Now that you know the different types of promotional marketing and some strategies you can use, begin building a plan to promote your business. Follow the steps below to streamline your process. 

1. Determine your budget. 

The scope of your budget will influence your promotional marketing activities. Take inventory of the resources you have available for promotion, ensuring there are enough for developing products, investing in tools, paying employees, and covering other expenses. You might consider keeping your promotional marketing budget small at the outset of a campaign and then gradually increasing the budget according to how your audience responds.  

2. Identify your promotional goals.

Once you know your budget, the next step is to identify goals that are achievable with your allotted budget and aligned with your overall business goals. Make sure your goals are specific, and the results can be measured during a specific period, such as quarterly or every six months. 

For example:

  • Gain 100 new social media followers each month.

  • Convert 20 percent of next week’s event participants into paying customers. 

  • Increase email subscribers by 50 percent over six months. 

3. Refine your buyer personas. 

Review any material on your target audience, ideal customers, buyer personas, and existing customers, and get very specific about the kinds of consumers you will be focusing on for promotions. 

  • What need or desire could your brand and its products fulfill?

  • What do they experience that your brand and its products could address?

  • What promotional content would attract new customers or reengage existing ones? 

4. Choose your strategies, channels, and tactics. 

After considering your budget, goals, and buyer personas, the next step is to get clear on your action plan. Which marketing channels will you use to reach potential customers? What types of promotional marketing will you focus on, from personal selling and paid advertising to direct marketing or public relations? What specific strategies and tactics will you try? 
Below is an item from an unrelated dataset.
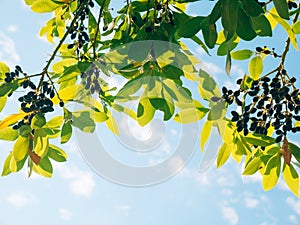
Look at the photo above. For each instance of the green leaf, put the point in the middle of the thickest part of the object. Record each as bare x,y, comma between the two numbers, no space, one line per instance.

Examples of tactics include: 

  • Running a contest on social media 

  • Offering giveaways through email 

  • Generating content that informs your audience about new products 

  • Hosting a live event 

5. Execute and evaluate. 

Once you’ve established your plan, begin putting it into action. After passing the three-month or six-month mark, analyze your results against your goals. Where did you exceed your expectations? What areas of your promotional marketing plan can you improve to achieve better results?